Here $fc2 contains few email address and I need to search for them. But I am getting 0 hits.

How to search for characters like @ or ! using Zend_Search_Lucene?

1

There are 1 best solutions below

0
On

It will work only with keyword fields as they're not tokenized. So you need to ensure, that you provided email (or other text with special characters) as a separate data, like in example.
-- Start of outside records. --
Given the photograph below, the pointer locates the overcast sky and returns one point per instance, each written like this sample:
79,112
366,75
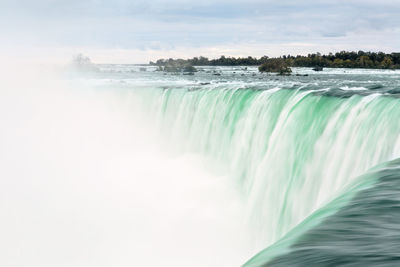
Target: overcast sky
138,31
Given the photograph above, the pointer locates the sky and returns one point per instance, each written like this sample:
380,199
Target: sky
138,31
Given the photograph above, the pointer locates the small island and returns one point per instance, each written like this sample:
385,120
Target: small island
282,65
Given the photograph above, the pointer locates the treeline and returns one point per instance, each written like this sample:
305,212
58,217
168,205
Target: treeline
344,59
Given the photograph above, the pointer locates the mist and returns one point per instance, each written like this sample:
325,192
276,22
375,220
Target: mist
87,181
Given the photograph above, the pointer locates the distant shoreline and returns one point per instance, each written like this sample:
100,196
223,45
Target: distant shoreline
344,59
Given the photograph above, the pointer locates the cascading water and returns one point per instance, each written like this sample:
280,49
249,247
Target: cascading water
247,161
290,150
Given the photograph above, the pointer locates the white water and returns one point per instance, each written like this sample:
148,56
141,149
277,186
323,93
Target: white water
84,182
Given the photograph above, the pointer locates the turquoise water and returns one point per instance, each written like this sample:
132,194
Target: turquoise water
297,148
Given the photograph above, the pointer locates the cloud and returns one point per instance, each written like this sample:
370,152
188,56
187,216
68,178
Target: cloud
166,25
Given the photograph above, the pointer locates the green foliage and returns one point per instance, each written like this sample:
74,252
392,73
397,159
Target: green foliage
278,65
341,59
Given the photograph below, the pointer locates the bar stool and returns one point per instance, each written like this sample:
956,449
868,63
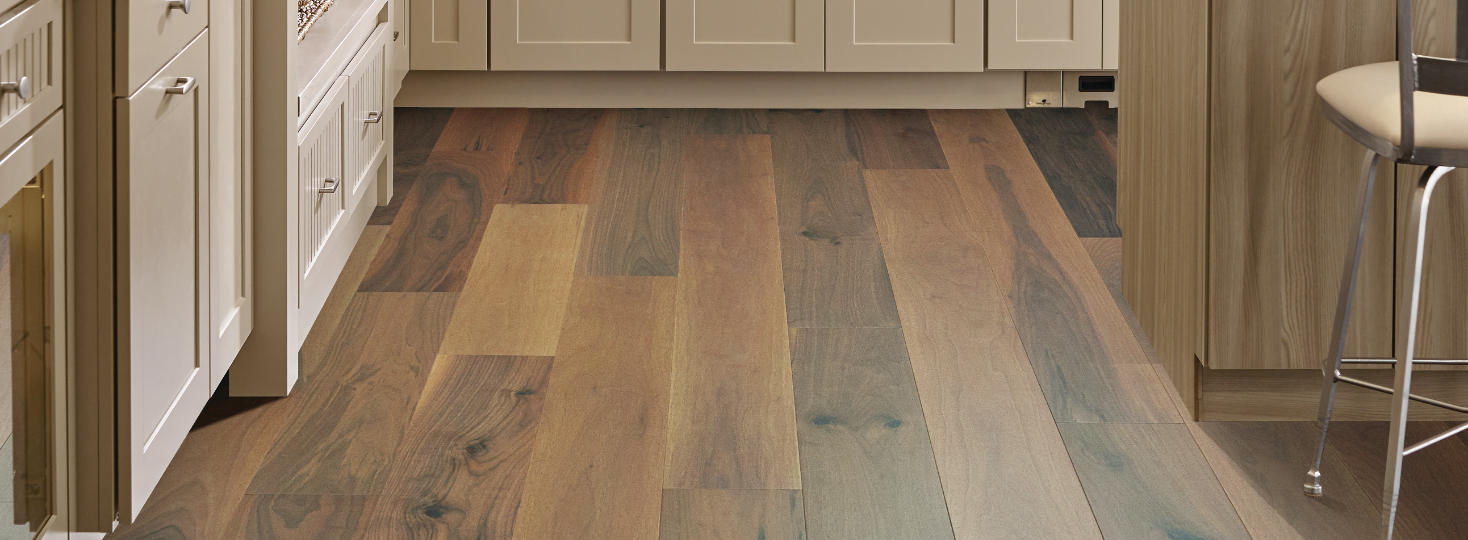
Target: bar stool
1414,110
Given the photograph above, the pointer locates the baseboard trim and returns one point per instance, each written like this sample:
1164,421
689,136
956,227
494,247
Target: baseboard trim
709,90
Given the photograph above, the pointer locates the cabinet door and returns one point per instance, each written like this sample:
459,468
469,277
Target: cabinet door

Also you can't use query parser because query parser will convert it to Zend_Search_Lucene_Search_Query_Preprocessing_Term object:

echo('<pre>');
var_dump(Zend_Search_Lucene_Search_QueryParser::parse("*@*"));
var_dump(Zend_Search_Lucene_Search_QueryParser::parse("@"));
echo('</pre>');
die();

Which according to documentation:

is not actually involved into query execution

So working code is below:

$index = Zend_Search_Lucene::create('/tmp/index');

$doc1 = new Zend_Search_Lucene_Document;
$doc1->addField(Zend_Search_Lucene_Field::text('title', 'Some Title Here'))
    ->addField(Zend_Search_Lucene_Field::keyword('content', '[email protected]'));
$index->addDocument($doc1);

$doc2 = new Zend_Search_Lucene_Document;
$doc2->addField(Zend_Search_Lucene_Field::text('title', 'Another title Here'))
    ->addField(Zend_Search_Lucene_Field::keyword('content', 'test!test.com'));
$index->addDocument($doc2);

$index->commit();

Zend_Search_Lucene_Search_Query_Wildcard::setMinPrefixLength(0);
$term  = new Zend_Search_Lucene_Index_Term("*@*");
$query = new Zend_Search_Lucene_Search_Query_Wildcard($term);

$hits = $index->find($query);
echo('<pre>');
var_dump(count($hits));
foreach($hits as $hit) {
    var_dump($hit->title);
    var_dump($hit->content);
}
echo('</pre>');

Zend_Search_Lucene_Search_Query_Wildcard::setMinPrefixLength(0);
$term  = new Zend_Search_Lucene_Index_Term("*!*");
$query = new Zend_Search_Lucene_Search_Query_Wildcard($term);

$hits = $index->find($query);
echo('<pre>');
var_dump(count($hits));
foreach($hits as $hit) {
    var_dump($hit->title);
    var_dump($hit->content);
}
echo('</pre>');

die();

Hope it's clear now. Zend Lucene implementation has a lot of limitations.